The farm lobby's main concern is with the agricultural subsidies in the farm bill. But it also opposes the food-stamp divorce performed by the House. This is partly a matter of political necessity. Just 35 of the 435 congressional districts have agriculture as their dominant industry. "In our opinion, if you separate the two, you would no longer have a farm bill," Bob Stallman, the president of the Farm Bureau, told me. Farmers have another interest in continued food-stamp funding. The SNAP payments constitute another massive subsidy to food producers, giving consumers the money to buy their products. "Food stamps have become a large part of the demand for the food that we raise as farmers," Don Villwock, the white-mustached president of the Indiana Farm Bureau, told me. "When you have one in five Americans on food assistance, that's 20 percent of the demand for food in this country."
In favoring a farm bill that combines agriculture supports with food stamps, the farm lobby parts ways with the GOP's ideological right wing, and sides with the Obama Administration, which has disappointed environmentalists by not aggressively seeking farm-policy reforms. (The agribusiness sector spent $112 million lobbying Congress in 2013, according to the Center for Responsive Politics—more than the defense industry. The Farm Bureau alone employs 52 Washington lobbyists.)

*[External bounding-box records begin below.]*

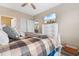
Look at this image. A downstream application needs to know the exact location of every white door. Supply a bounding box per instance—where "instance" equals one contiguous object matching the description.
[27,20,34,32]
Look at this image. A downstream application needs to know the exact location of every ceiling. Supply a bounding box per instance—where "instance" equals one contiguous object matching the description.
[0,3,60,16]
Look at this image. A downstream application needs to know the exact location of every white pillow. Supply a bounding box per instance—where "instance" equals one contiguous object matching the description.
[0,30,9,45]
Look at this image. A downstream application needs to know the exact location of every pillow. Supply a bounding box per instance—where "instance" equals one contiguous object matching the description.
[3,26,19,42]
[0,30,9,45]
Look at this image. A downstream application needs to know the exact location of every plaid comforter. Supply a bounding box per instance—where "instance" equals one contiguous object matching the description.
[0,38,55,56]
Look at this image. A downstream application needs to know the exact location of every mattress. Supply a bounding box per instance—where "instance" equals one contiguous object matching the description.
[0,37,55,56]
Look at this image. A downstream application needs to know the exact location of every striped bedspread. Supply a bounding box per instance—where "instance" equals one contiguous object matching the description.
[0,38,55,56]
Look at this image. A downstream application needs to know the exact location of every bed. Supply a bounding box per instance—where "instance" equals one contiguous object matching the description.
[0,34,60,56]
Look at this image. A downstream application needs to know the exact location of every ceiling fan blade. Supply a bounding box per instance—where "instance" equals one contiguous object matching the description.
[21,3,28,7]
[31,3,36,9]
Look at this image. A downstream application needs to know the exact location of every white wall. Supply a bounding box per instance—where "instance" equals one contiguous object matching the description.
[20,18,27,32]
[27,20,34,32]
[34,3,79,47]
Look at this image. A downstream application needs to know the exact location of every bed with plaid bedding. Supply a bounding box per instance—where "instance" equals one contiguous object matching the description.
[0,38,55,56]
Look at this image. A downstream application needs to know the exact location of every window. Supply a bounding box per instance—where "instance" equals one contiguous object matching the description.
[44,13,56,23]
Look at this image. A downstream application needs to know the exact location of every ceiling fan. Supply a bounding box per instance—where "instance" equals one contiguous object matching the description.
[21,3,36,9]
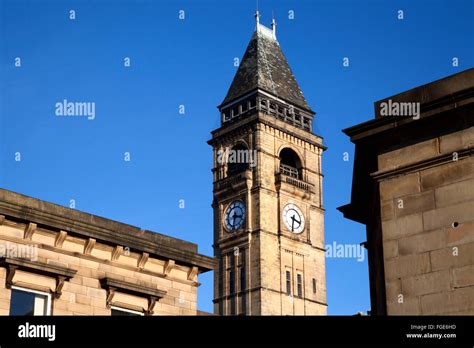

The dynamic is similar when it comes to immigration reform to legalize the millions of illegal workers currently living in the U.S. and create new guest-worker programs. The Heritage Foundation and a hard-right faction in Congress oppose such a policy. But farm leaders paint a grim picture of crops rotting on the vine, and even farmers giving up their land, because of a shortage of workers. In a survey conducted by the California Farm Bureau, 71 percent of tree-fruit growers and nearly 80 percent of raisin and berry growers couldn't find enough pickers.